Mais qu’est-ce qui m’a mené ici, dans ce bar? Je me le demande! Je suis dans la vingtaine et je suis célibataire. J’ai toujours pensé que je savais ce qu’était l’amour avec le grand A, mais plus le temps file, plus je me questionne. De nos jours, il existe des millions de façons de se connecter avec d’autres personnes. Mais quand vient le temps de s’engager, la situation se corse. Je parle pour moi, mais la plupart du temps, ça ressemble à : « On va essayer d’avoir du fun, pis après on verra. ». On verra, c’est quand ça demande un peu plus d’investissement. Pis là, c’est moins l’fun et c’est la fin.
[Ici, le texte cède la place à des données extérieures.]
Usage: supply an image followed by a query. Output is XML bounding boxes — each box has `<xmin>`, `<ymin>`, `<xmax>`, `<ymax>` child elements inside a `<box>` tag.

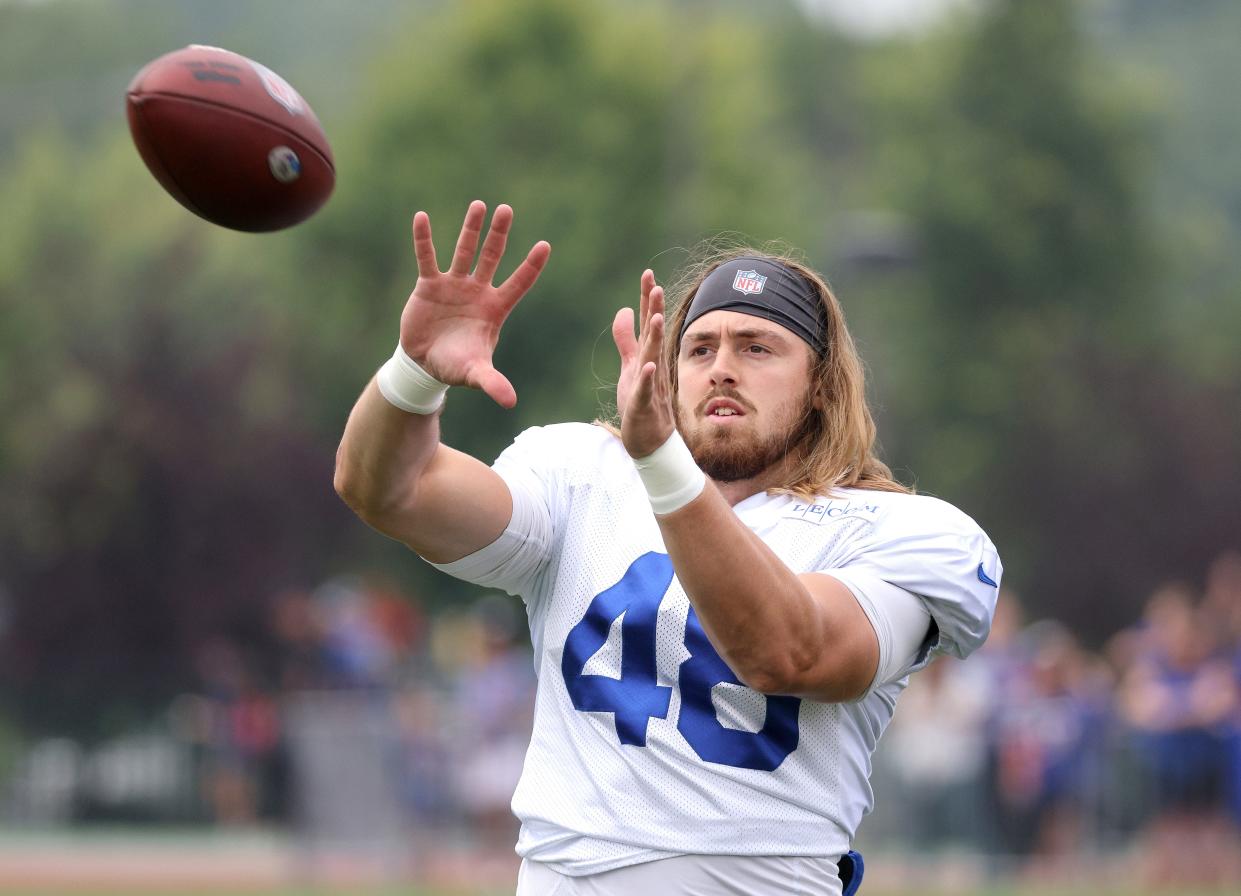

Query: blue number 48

Pourquoi suis-je encore ici? La St-Valentin, j’ai toujours trouvé ça quétaine. Au primaire, on s’offre des cœurs en chocolat ou des cœurs à la cannelle – les deux si on est généreux – accompagnés de cartes déjà toutes faites. Au secondaire, si tu as un Valentin ou un admirateur secret, tu peux recevoir une fleur ou un poème. Dans la vingtaine, ça ben d’l’air que tu participes à une soirée de speed dating. Maudit que c’est commercial cette fête-là!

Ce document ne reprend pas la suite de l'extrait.